PayPal is not a bank.

In case you thought PayPal is a bank, they are not. Let’s examine their terms for direct depositing and holding funds.

Note: PayPay often changes the wording and organization of their terms. Here is the archive of the page from the original time of writing.

Agent and custodian.

One way PayPal acts like a bank is that they accept your direct deposits directly. A bank has FDIC insurance. PayPal uses banks to hold your funds, and those banks are eligible for the insurance.

When you add money to your PayPal balance using Direct Deposit … the funds in your balance … will be eligible for FDIC pass- through insurance. PayPal will hold these funds as your agent and custodian and you will be the ultimate beneficial owner of the funds.

To be more accurate, these accounts belong to PayPal, not you. You are merely the beneficial owner of your funds.

So far so good. At least you can direct deposit into PayPal. This use is helpful for those who cannot use bank accounts and have some other way to spend their PayPal dollars.

Let’s move on to another common use: everything else. Buying things using credit cards and ACH through PayPal, receiving payment via PayPal are common ways of transferring value into PayPal dollars.

If funds are received in your account other than through Direct Deposit, there might be a delay between the time that funds are credited to your PayPal account and when we actually transfer those funds to one of the custodial accounts.

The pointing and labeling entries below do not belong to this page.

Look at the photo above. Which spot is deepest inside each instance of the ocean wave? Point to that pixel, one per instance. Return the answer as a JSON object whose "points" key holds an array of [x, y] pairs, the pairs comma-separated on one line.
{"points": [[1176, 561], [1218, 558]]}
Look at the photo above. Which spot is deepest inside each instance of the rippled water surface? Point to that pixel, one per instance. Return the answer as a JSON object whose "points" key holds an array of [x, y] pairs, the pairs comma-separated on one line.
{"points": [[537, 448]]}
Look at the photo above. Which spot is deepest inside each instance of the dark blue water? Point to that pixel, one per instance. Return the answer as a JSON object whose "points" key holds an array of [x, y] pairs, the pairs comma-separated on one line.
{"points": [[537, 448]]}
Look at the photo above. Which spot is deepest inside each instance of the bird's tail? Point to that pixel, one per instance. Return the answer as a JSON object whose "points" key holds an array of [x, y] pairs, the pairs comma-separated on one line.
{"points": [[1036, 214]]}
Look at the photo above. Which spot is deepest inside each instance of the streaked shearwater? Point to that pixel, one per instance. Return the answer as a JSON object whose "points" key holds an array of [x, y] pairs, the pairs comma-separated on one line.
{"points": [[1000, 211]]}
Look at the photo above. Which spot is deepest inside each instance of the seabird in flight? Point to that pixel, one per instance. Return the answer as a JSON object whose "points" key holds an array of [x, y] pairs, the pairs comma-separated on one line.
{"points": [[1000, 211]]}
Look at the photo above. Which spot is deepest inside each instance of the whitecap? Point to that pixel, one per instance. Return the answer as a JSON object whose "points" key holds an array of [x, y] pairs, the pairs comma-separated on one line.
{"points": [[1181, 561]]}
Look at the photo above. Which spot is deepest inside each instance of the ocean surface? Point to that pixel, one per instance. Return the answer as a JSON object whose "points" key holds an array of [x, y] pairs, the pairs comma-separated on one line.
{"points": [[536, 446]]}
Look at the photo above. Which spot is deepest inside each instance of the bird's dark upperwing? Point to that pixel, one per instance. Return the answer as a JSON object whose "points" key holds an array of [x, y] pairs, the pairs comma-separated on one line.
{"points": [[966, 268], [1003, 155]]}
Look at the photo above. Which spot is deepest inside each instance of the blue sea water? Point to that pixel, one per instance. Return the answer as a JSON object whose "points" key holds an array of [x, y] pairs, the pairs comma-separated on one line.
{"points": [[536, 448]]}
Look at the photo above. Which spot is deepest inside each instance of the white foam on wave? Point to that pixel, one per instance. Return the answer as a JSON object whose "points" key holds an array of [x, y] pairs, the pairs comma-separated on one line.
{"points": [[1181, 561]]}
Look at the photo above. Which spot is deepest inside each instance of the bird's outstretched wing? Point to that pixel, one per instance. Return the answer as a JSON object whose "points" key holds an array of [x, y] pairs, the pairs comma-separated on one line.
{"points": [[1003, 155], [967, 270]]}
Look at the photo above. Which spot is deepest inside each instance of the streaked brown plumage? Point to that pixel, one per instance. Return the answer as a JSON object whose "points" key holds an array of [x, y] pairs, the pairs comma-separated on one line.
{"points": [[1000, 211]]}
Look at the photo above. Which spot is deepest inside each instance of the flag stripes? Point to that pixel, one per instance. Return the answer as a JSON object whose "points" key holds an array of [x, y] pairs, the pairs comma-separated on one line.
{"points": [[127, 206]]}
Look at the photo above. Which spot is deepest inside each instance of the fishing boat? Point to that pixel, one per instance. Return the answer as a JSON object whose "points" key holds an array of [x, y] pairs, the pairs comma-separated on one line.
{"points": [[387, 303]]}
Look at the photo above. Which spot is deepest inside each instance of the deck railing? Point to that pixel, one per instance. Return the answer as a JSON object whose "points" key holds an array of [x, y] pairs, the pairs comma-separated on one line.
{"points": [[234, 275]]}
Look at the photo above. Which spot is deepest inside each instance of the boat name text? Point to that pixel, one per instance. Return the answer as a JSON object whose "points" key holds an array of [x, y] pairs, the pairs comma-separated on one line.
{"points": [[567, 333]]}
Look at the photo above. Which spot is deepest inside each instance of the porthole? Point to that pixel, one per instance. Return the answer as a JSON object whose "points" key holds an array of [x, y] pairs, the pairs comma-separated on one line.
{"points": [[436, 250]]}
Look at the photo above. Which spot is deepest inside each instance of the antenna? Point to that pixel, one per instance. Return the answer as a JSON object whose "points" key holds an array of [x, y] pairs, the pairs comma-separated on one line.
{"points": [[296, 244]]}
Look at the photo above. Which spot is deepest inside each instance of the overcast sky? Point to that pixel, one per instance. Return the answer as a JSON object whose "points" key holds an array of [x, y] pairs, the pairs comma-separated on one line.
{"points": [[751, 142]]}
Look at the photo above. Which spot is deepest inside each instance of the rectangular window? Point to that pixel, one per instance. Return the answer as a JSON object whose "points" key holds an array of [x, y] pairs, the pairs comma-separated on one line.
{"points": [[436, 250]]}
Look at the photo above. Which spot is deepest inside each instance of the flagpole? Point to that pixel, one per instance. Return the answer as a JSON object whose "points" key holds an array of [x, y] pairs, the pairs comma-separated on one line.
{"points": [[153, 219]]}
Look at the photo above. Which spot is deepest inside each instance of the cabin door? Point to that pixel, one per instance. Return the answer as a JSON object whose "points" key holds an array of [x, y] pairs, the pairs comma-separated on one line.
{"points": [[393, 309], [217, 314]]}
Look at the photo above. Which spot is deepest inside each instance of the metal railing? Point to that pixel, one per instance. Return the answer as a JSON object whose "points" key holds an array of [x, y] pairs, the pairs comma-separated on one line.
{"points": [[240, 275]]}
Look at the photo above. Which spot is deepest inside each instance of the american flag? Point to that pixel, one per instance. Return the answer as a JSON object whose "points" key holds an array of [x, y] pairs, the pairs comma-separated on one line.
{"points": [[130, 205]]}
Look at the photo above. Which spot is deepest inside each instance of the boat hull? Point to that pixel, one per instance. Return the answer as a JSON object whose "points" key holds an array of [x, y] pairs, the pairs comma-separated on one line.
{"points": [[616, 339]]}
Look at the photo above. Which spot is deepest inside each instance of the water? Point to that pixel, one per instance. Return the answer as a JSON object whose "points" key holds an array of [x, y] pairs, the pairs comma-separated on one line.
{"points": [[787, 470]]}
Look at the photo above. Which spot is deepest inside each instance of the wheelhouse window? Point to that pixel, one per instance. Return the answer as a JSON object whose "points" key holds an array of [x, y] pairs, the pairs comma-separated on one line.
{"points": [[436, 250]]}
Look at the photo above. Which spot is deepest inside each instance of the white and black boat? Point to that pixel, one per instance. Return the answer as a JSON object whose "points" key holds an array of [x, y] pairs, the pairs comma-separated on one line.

Your PayPal balance funds might not be insured by the FDIC during this period, although we will still be holding the funds as your agent and custodian.

There might be a delay. No explanation as to why there is a delay, nor where the money exists during this delay. We can only assume PayPal holds it in a non-custodial account or in their own rolling reserve.

Remember PayPal is not a bank. A bank often has more obligations to you, such as paying interest or making money in any way other than floating yours.